Monday, October 24, 2016 ~ by Amy
Long before Alyssa pulled her head out
from under the covers, sunlight began to peak around the skylight
shade. I went down and made a cup of coffee and enjoyed the sunrise.
It was foggy and cool outside and the area over the city was a
golden glow.
By the time we really got going we were
already hungry for lunch. I guess that's how it goes when you have
dry cereal for breakfast. While searching with the car gps for a
restaurant nearby (without going back into Inverness), we
found a good place that happened to be inside the museum of the
Battlefield of Culloden. I've been impressed by the cafeteria style
eateries in stores and museums. They usually use really good,
locally sourced ingredients and always seem to toss on a side of
mixed greens. Our cheese paninis were a little odd in that they were
made with a hot dog roll but the salad had pansy, viola and
snapdragon blossoms.
The museum itself was excellent. They
put so much into the displays, using multi-media to allow you to feel
a part of the battle that took place on that site. They also had
extensive collections of guns and bullets found on site.
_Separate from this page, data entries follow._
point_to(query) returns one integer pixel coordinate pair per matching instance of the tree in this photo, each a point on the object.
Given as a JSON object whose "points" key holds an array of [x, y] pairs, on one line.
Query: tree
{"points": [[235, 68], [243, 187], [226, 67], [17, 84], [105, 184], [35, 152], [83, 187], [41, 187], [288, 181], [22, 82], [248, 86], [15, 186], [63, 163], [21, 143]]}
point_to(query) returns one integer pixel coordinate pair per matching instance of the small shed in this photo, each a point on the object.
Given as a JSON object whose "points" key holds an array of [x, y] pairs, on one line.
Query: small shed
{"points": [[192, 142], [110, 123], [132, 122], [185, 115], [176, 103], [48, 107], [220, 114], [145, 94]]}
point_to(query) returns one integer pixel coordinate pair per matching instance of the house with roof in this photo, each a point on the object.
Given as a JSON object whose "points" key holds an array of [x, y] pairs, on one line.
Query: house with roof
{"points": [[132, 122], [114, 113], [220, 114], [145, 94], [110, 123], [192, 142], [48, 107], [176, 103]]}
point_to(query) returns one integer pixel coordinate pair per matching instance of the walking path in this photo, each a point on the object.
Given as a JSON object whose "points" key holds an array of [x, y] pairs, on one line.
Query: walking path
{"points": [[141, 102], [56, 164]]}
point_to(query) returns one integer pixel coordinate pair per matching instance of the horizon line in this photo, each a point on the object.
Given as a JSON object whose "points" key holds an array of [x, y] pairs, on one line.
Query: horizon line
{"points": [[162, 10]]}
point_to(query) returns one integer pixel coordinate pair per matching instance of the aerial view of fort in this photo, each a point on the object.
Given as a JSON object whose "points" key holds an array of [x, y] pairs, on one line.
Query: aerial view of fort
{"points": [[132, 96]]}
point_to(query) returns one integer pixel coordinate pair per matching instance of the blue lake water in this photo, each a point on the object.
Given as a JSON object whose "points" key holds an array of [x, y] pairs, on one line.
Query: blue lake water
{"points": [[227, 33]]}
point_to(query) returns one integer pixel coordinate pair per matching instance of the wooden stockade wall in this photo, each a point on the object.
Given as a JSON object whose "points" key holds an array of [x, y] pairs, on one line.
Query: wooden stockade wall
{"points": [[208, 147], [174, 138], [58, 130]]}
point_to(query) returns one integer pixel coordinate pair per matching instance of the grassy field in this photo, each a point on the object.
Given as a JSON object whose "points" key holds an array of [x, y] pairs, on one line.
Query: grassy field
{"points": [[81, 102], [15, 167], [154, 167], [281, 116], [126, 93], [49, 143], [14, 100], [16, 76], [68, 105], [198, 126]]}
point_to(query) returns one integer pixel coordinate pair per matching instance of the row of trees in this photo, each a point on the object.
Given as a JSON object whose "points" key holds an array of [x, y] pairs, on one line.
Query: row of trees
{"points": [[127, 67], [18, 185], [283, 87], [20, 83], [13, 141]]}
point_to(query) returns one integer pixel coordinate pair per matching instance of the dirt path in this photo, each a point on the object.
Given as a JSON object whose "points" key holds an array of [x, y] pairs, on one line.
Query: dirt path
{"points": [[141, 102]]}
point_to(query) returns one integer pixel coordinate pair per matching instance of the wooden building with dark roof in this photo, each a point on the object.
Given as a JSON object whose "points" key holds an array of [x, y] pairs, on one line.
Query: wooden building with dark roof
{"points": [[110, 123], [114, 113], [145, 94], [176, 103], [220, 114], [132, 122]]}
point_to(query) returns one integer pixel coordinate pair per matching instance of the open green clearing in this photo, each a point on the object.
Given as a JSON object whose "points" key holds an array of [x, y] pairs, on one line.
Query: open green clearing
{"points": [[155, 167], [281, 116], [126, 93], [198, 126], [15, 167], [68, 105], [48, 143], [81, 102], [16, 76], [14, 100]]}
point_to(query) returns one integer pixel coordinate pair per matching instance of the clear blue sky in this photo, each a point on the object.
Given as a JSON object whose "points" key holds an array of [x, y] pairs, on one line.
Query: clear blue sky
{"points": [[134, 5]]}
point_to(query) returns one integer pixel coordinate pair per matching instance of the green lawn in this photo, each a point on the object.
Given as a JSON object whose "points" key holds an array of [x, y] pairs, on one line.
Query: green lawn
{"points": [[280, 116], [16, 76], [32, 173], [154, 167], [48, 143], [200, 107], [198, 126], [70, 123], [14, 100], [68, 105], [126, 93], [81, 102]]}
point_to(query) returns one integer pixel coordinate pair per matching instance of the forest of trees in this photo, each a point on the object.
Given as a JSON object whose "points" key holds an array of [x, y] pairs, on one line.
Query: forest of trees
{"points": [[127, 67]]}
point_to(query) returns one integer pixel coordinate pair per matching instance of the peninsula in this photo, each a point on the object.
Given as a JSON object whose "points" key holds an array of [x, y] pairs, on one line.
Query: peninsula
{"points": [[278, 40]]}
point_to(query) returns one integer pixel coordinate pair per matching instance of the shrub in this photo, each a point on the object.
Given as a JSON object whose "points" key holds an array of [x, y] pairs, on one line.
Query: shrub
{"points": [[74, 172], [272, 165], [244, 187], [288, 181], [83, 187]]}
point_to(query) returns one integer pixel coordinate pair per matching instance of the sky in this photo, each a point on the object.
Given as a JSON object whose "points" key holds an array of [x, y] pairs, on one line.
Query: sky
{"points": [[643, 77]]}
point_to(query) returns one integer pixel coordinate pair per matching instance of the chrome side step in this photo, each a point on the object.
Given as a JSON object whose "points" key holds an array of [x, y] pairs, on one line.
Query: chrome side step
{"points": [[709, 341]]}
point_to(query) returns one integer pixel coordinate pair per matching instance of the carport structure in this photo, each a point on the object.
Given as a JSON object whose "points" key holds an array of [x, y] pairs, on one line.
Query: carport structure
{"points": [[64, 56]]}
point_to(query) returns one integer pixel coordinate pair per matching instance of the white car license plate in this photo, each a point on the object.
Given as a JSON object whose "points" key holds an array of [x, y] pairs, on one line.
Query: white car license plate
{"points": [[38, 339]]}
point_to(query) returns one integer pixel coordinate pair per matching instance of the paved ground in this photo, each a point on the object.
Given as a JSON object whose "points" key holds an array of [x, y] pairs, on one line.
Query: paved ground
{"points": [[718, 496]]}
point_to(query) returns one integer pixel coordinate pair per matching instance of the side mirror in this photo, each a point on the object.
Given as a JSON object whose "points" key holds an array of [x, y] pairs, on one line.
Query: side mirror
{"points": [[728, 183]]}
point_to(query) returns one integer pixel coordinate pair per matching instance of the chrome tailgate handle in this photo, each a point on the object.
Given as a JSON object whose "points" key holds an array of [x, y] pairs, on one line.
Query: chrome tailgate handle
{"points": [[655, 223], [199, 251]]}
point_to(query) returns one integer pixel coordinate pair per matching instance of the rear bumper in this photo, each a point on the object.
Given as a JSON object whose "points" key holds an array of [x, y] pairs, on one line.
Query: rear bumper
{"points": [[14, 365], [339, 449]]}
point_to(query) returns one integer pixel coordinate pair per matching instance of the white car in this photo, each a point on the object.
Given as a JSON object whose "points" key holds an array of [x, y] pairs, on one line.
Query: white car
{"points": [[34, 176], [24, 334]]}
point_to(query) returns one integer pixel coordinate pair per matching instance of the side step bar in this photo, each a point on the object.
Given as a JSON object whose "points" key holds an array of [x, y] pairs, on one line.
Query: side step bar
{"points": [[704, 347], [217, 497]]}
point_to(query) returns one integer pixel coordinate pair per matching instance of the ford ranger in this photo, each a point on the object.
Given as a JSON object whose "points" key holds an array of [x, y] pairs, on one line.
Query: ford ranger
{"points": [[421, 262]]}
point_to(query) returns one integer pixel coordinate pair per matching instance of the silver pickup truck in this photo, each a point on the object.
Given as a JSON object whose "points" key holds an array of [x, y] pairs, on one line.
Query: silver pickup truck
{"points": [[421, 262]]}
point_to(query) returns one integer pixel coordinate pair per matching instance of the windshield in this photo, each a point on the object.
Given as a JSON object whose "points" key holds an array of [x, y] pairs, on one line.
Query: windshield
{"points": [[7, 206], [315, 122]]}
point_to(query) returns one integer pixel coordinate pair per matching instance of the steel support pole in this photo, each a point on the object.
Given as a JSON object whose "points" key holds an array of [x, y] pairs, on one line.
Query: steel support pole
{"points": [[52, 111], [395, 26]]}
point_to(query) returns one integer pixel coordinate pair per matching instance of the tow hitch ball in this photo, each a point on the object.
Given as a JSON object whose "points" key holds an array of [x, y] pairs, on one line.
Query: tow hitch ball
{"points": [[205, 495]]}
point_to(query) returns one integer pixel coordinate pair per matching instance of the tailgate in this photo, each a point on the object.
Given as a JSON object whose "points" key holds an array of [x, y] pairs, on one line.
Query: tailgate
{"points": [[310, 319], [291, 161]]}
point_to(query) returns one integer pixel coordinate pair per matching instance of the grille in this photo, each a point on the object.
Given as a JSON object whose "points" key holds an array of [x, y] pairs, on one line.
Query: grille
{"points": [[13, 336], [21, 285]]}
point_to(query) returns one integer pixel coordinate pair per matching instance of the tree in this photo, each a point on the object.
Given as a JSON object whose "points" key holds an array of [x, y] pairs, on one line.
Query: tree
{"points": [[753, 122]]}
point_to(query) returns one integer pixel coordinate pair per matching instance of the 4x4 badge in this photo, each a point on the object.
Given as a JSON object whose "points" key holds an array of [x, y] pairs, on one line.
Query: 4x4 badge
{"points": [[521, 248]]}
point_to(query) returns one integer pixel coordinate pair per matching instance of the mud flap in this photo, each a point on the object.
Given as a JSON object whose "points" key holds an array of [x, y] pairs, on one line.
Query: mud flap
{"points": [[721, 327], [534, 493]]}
Large painting depicting various stages of the battle |
Here, a highlander displayed a battle
medic's kit and demonstrated an arm amputation.
Grisly tools of the trade in a medic's kit |
Outdoors, we used gps guided audio
tours as we walked around key points of the battlefield. I've never
had a head for history and know little of Scotland's so I don't
understand all that went on. It was sobering to realize how hard the
Jacobites (primarily clansmen) fought, under the leadership of Prince
Charles Stuart (Bonny Prince Charlie), but how brutally they were cut
down by the government troops. Fought on rough, heathery turf, the
battle lasted less than an hour with casualties numbering over 1,500
for the Jacobites and only 50 or so for the government troops.
Prince Charles Stuart had chosen that location as he thought that it
would hamper the ability for his enemies to move their heavy
artillery across the boggy ground but instead his men could not move
forward. In 2-3 minutes, more than 700 lost their lives.
The clansmen that fell were sort by
clan as best could be done and buried in mass graves. Markers were
added later to each grave.
Clan mass grave marker |
A large stone cairn was erected in 1881
as a memorial.
Stone cairn memorializing the fallen Jacobites |
The battle was fought around this small
highland house. It is thought that the government leaders may have
used it as headquarters. It has been rebuilt on the original
foundation.
Old house in the middle of the battlefield |
Though sunny, the weather has continued
to be very chilly. We've kept bundled up in coats, hats and gloves
everywhere we went. After being out on the battlefield for an hour
or so, we came in and had coffee and shortbread before driving east
toward Nairn.
I find the signage in Scotland to be a
little frustrating sometimes but also interesting. We thought this
sign for a weak bridge to be a little humorous. They had the traffic
take turns so there wouldn't be much weight on the bridge. Of course
the bridge was so narrow you wouldn't fit side by side anyway.
Weak, narrow bridge on a country road in Scotland |
The countryside was beautiful with the
changing leaves and as we got further east, expansive golden fields.
Scottish country lane |
At dusk we reached our next Airbnb,
“Easter Arr” up in gentle hill country near the tiny village of
Aldearn. An ancient, abandoned sawmill, it had been converted by our
hosts into a lovely home in the country. Only recently they
converted one end into a private apartment to rent out.
"Easter Arr", our Airbnb for the night |
After hauling our luggage in, we asked
our host, Celia for supper recommendations. She sent us to the Old
Mill Inn, a nice pub in the nearby village of Brodie. We went right
away before it was so dark we'd get lost. We passed hundreds of
sheep in the fields as we drove along the narrow country roads.
Field of sheep ~ North Sea in the distance |
Old Mill Inn in Brodie |
It was cozy and warm inside with a
heater blowing under the bench I was sitting on. They had a lot of local specials like
venison, but both of us got burgers. I ordered a side of thick
chips, forgetting that to them chips are “crisps” and fries are
“chips”. They came with a cranberry chutney to dip in.
Classic pub food |
Returning to Easter Arr, we took the
time to admire the beautiful room we would sleep in, filled with
lovely antiques and special touches. The walls of the home were many inches deep, as you can see around the window.
Beautiful four-poster bed |
We ended the evening by bundling up and
going out to gaze at the stars. We both agreed that we've never seen
so many stars so vividly sprinkled across the velvety night sky.